Our findings reinforce existing evidence that endocrine therapy is a major contributor to sleep disturbances in breast cancer patients [15]. Previous studies have linked aromatase inhibitors and tamoxifen to vasomotor symptoms such as hot flashes [16,17], which interfere with sleep. Moreover, fluctuations in estrogen levels during endocrine therapy may disrupt circadian rhythms and promote nocturnal arousal, especially in peri- and postmenopausal women [18]. However, our study extends this knowledge using national population cohort data by demonstrating that the increased risk of sleep disorder is present regardless of the specific endocrine agent used. Unlike many previous studies that relied on patient-reported outcomes [19,20], we defined sleep disorders using objectively recorded prescription data to enhance the reliability of the findings. The lack of a corresponding increase in anxiety or depression further supports the hypothesis that sleep disturbance may occur as a distinct treatment-related condition rather than as a secondary symptom of emotional distress.
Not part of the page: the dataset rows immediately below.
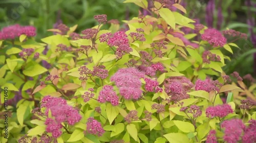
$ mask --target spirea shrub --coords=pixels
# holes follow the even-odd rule
[[[34,27],[4,28],[0,142],[255,142],[255,80],[222,70],[239,48],[226,36],[246,36],[195,24],[170,1],[125,1],[151,14],[124,30],[104,14],[41,41]]]

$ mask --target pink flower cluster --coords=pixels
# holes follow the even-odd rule
[[[208,118],[218,117],[224,118],[229,113],[233,112],[233,109],[230,105],[227,104],[218,105],[214,107],[208,107],[206,108],[206,114]]]
[[[92,117],[90,117],[88,119],[86,124],[87,131],[90,134],[101,136],[105,132],[100,123]],[[86,133],[86,131],[84,131],[84,133]]]
[[[49,110],[54,119],[49,117],[46,121],[47,125],[46,131],[51,132],[53,136],[57,138],[61,134],[60,129],[62,128],[61,123],[67,122],[69,125],[73,125],[78,122],[82,117],[73,107],[67,103],[67,101],[61,98],[47,96],[41,101],[41,108],[46,107],[46,115],[48,117]]]
[[[19,24],[10,25],[4,27],[0,31],[0,40],[14,39],[23,34],[27,37],[36,35],[36,28],[32,26],[22,26]]]
[[[110,47],[117,47],[115,54],[118,58],[120,58],[125,53],[133,51],[130,47],[127,37],[127,35],[122,31],[117,32],[114,35],[108,33],[100,35],[99,41],[100,42],[106,42]]]
[[[113,90],[113,87],[111,85],[104,85],[100,92],[98,100],[100,103],[109,101],[113,106],[117,106],[119,104],[119,98],[116,92]]]
[[[207,92],[211,91],[219,91],[220,87],[222,84],[218,80],[212,80],[209,78],[203,81],[201,79],[198,79],[196,82],[195,89],[196,91],[203,90]]]
[[[138,99],[142,93],[140,78],[144,76],[143,72],[135,68],[121,69],[111,77],[111,80],[115,82],[120,94],[125,99]]]
[[[148,92],[162,92],[163,89],[158,87],[159,83],[156,79],[153,80],[151,78],[145,78],[144,79],[146,82],[145,89]]]
[[[208,28],[205,30],[201,38],[203,40],[208,41],[214,47],[222,47],[227,42],[227,39],[221,33],[215,28]]]
[[[206,143],[217,143],[216,131],[210,130],[206,139]]]
[[[171,77],[166,79],[164,85],[164,91],[171,96],[170,100],[175,102],[189,98],[186,93],[194,87],[190,80],[184,76]]]

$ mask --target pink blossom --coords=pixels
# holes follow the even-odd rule
[[[86,124],[87,131],[90,134],[101,136],[105,132],[100,123],[92,117],[90,117],[88,119]]]
[[[216,131],[210,130],[209,135],[207,136],[206,143],[217,143],[217,138],[216,135]]]
[[[211,118],[215,117],[224,118],[232,112],[233,109],[230,105],[227,104],[218,105],[214,107],[208,107],[206,110],[207,117]]]
[[[222,47],[227,42],[227,39],[221,33],[215,28],[205,30],[201,38],[203,40],[208,41],[214,47]]]
[[[233,119],[224,121],[221,127],[225,129],[223,139],[228,143],[237,143],[245,129],[245,126],[241,119]]]
[[[109,101],[112,105],[117,106],[119,104],[119,98],[113,90],[113,87],[111,85],[104,85],[100,92],[98,100],[100,103]]]

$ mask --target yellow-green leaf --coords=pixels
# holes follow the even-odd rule
[[[193,95],[194,96],[202,97],[206,99],[207,100],[209,100],[209,93],[202,90],[194,91],[187,93],[188,95]]]
[[[33,65],[23,71],[23,73],[30,77],[33,77],[37,75],[41,74],[45,72],[48,71],[48,70],[42,67],[39,64]]]
[[[115,106],[112,106],[110,103],[108,103],[106,107],[106,112],[110,124],[111,125],[114,120],[118,115],[118,110]]]
[[[158,82],[159,84],[162,84],[165,78],[165,73],[164,73],[159,76],[159,77],[157,78],[157,82]]]
[[[35,135],[41,135],[41,133],[46,131],[46,126],[37,126],[34,128],[32,128],[28,131],[28,136],[33,136]]]
[[[118,123],[115,125],[115,128],[116,131],[112,132],[110,137],[113,137],[122,132],[124,130],[124,124],[122,123]]]
[[[175,30],[176,18],[173,12],[167,8],[161,8],[158,12],[161,17],[165,20],[166,23]]]
[[[175,120],[174,121],[174,123],[180,130],[183,132],[190,133],[195,131],[195,127],[189,122]]]
[[[6,50],[6,53],[8,55],[11,55],[19,53],[21,51],[22,51],[22,50],[18,48],[12,47]]]
[[[13,61],[10,59],[6,59],[6,63],[7,64],[7,66],[12,72],[13,72],[13,70],[17,66],[18,63],[16,61]]]
[[[67,141],[68,142],[74,142],[80,140],[84,136],[83,130],[80,129],[75,129],[71,134],[71,136]]]
[[[104,63],[106,62],[109,62],[115,59],[116,56],[115,54],[112,54],[110,53],[108,53],[105,55],[101,60],[99,61],[100,63]]]
[[[220,91],[219,91],[219,93],[222,93],[226,91],[230,91],[234,90],[239,90],[239,89],[241,89],[241,88],[237,86],[232,84],[226,84],[221,87],[221,88],[220,89]]]
[[[189,142],[187,135],[181,133],[170,133],[163,135],[170,142]]]
[[[19,42],[22,42],[27,38],[27,35],[22,34],[19,36]]]
[[[137,130],[135,125],[130,124],[126,126],[127,131],[135,141],[137,141],[138,136],[138,131]]]
[[[81,87],[81,86],[79,84],[73,83],[69,83],[63,85],[61,89],[63,90],[73,90],[77,89],[80,87]]]

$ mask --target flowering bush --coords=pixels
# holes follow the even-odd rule
[[[179,4],[153,2],[150,10],[146,1],[125,1],[152,15],[124,21],[129,30],[101,30],[100,15],[81,35],[62,24],[43,43],[27,33],[1,38],[1,109],[9,116],[1,142],[256,141],[256,85],[222,69],[230,60],[223,50],[239,47],[194,24]]]

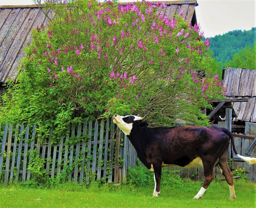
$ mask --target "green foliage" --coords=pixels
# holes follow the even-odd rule
[[[232,61],[225,64],[225,65],[232,68],[256,69],[256,42],[253,48],[248,45],[235,53]]]
[[[214,53],[214,57],[217,57],[216,61],[223,63],[227,63],[232,60],[235,54],[239,53],[246,46],[252,48],[256,41],[255,28],[253,28],[247,31],[233,30],[223,35],[209,38],[211,49]],[[222,66],[232,67],[226,65]]]
[[[178,170],[171,170],[167,168],[162,170],[161,184],[170,187],[178,188],[182,186],[182,180],[177,172]],[[154,185],[154,172],[139,165],[134,168],[129,167],[127,172],[127,182],[136,186],[153,187]]]
[[[2,98],[1,122],[40,130],[53,123],[62,132],[67,123],[148,112],[156,125],[177,119],[208,125],[200,109],[225,92],[216,78],[195,76],[211,60],[199,27],[182,14],[164,17],[163,4],[126,6],[48,1],[42,10],[49,22],[32,32]]]
[[[240,176],[240,178],[243,180],[248,180],[246,175],[246,170],[244,167],[242,168],[237,167],[236,169],[232,171],[234,176]]]

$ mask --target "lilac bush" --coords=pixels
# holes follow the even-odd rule
[[[48,1],[42,9],[50,21],[33,32],[0,115],[12,102],[13,118],[26,108],[22,119],[59,125],[139,113],[157,125],[200,123],[206,100],[221,98],[225,88],[215,77],[196,76],[211,60],[209,40],[182,11],[173,19],[164,15],[166,6]]]

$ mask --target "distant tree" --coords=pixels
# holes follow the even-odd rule
[[[233,60],[224,64],[225,66],[235,68],[256,69],[256,42],[253,48],[246,45],[239,53],[233,56]]]

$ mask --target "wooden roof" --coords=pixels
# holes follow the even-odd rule
[[[183,17],[194,25],[196,21],[196,0],[165,3],[167,6],[164,15],[170,18],[182,10]],[[47,20],[36,5],[0,6],[0,82],[5,83],[17,76],[20,60],[25,55],[23,49],[31,42],[31,30],[41,24],[45,24]]]
[[[256,70],[227,67],[223,81],[227,98],[248,98],[248,102],[232,103],[234,120],[256,122]]]

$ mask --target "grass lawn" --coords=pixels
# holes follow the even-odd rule
[[[161,195],[153,198],[154,187],[136,187],[130,185],[113,187],[96,184],[89,187],[74,184],[50,188],[31,188],[18,185],[0,185],[1,208],[64,207],[248,207],[254,208],[256,184],[234,182],[236,198],[228,199],[229,191],[225,181],[213,182],[202,199],[192,199],[201,182],[184,181],[177,187],[162,185]]]

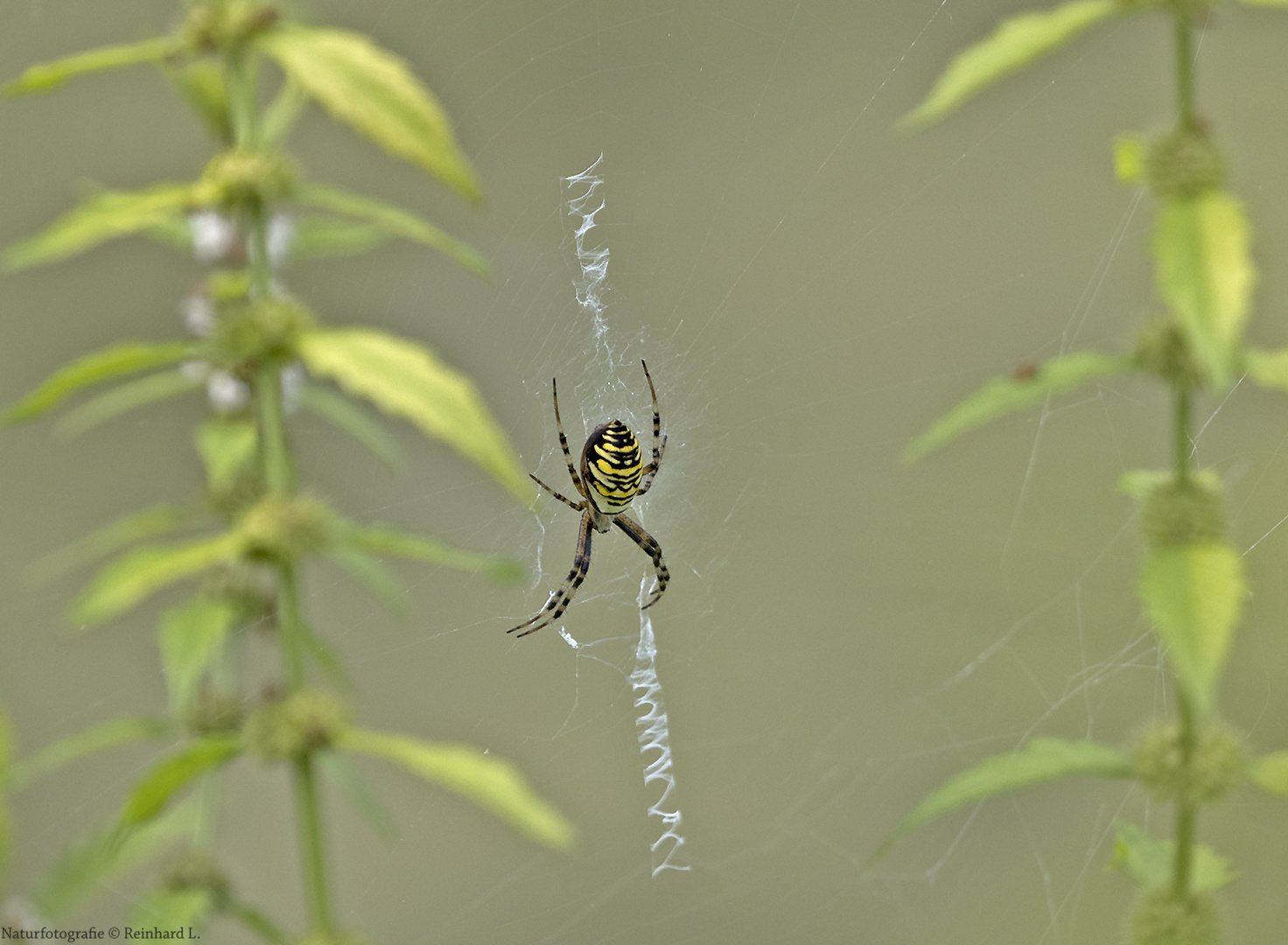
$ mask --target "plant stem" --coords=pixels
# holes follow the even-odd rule
[[[1185,384],[1175,386],[1176,406],[1172,412],[1173,422],[1173,449],[1176,453],[1176,478],[1181,482],[1190,474],[1190,453],[1194,444],[1190,442],[1190,389]]]
[[[327,896],[326,856],[322,850],[322,819],[318,816],[313,756],[296,758],[294,765],[295,814],[300,832],[300,866],[304,870],[309,928],[314,932],[330,932],[331,906]]]
[[[1181,769],[1188,775],[1194,758],[1194,709],[1190,706],[1189,695],[1179,686],[1176,690],[1176,706],[1181,726]],[[1176,851],[1172,860],[1172,894],[1177,899],[1185,899],[1190,895],[1190,874],[1193,873],[1194,863],[1194,827],[1198,820],[1198,805],[1190,800],[1185,787],[1182,787],[1181,796],[1176,800],[1176,837],[1173,839]]]
[[[1176,35],[1176,104],[1180,127],[1194,125],[1194,33],[1190,26],[1189,4],[1175,0]]]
Another important contribution of our study is the identification of a significantly increased risk of sleep disorders in patients treated with taxane-based chemotherapy. Taxanes are known to induce CIPN [21], a chronic and often debilitating condition that affects up to 97% of treated patients. Although we could not directly assess CIPN in this dataset, the persistent difference in the prevalence of sleep disorders between taxane and non-taxane regimens suggests that a neurotoxic mechanism may be involved. Sensory disturbances, pain, and functional impairments associated with CIPN can disrupt sleep continuity and contribute to prolonged sleep difficulties. These findings emphasize the need to consider the long-term neuropsychiatric sequelae of taxane exposure in survivorship care planning.
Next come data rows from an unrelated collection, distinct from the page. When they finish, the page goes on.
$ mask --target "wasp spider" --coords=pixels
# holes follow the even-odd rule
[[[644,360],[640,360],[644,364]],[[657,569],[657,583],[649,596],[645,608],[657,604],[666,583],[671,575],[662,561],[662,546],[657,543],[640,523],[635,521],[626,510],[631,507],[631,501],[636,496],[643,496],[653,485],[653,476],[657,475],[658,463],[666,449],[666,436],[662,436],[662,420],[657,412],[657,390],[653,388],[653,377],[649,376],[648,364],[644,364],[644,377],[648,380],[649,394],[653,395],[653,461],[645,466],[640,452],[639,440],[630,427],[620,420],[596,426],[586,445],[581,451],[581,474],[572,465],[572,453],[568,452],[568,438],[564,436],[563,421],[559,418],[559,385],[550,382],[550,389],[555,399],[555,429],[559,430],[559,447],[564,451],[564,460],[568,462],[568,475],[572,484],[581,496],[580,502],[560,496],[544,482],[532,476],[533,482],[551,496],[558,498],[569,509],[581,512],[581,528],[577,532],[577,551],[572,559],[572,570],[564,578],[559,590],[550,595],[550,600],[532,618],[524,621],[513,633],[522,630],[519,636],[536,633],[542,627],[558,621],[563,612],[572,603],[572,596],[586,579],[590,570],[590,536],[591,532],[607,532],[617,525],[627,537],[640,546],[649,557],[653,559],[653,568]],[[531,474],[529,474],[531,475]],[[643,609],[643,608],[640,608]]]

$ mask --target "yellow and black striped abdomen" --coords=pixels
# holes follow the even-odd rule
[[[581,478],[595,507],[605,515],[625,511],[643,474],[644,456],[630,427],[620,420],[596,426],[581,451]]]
In addition to chemotherapy-induced peripheral neuropathy, emerging evidence suggests that taxanes can disrupt sleep regulation through neuroinflammatory and neuroendocrine pathways. Taxane-based chemotherapy has been shown to upregulate pro-inflammatory cytokines such as IL-6 and TNF-α, which are known to interfere with hypothalamic sleep–wake regulation and promote fragmented sleep patterns [22]. Paclitaxel and docetaxel have also been associated with activation of the hypothalamic–pituitary–adrenal system and alterations in cortisol rhythms, which contribute to insomnia and circadian disruption.
Our study has several limitations. First, although we employed a prescription-based definition to objectively identify sleep disorders, we could not directly assess the subjective severity, sleep quality, or associated psychological distress. Second, our case definition required documentation of medications primarily prescribed for sleep induction and maintenance, which may have led to an underestimation of the true prevalence by excluding non-pharmacologically managed or subclinical cases. Third, we did not evaluate the qualitative aspects of treatment exposure, such as dosage, duration, or adherence to endocrine or chemotherapy regimens, which may have modulated the observed associations. Despite these limitations, the strengths of this study include its large, nationally representative cohort, robust methodological design, and long-term follow-up, which enhanced the validity and clinical relevance of our findings.

5. Conclusions
Endocrine therapy and taxane chemotherapy are independent predictors of sleep disturbances in breast cancer patients. Routine screening and targeted interventions are essential to improve long-term outcomes. Future studies should focus on personalized strategies to manage treatment-related sleep disorders.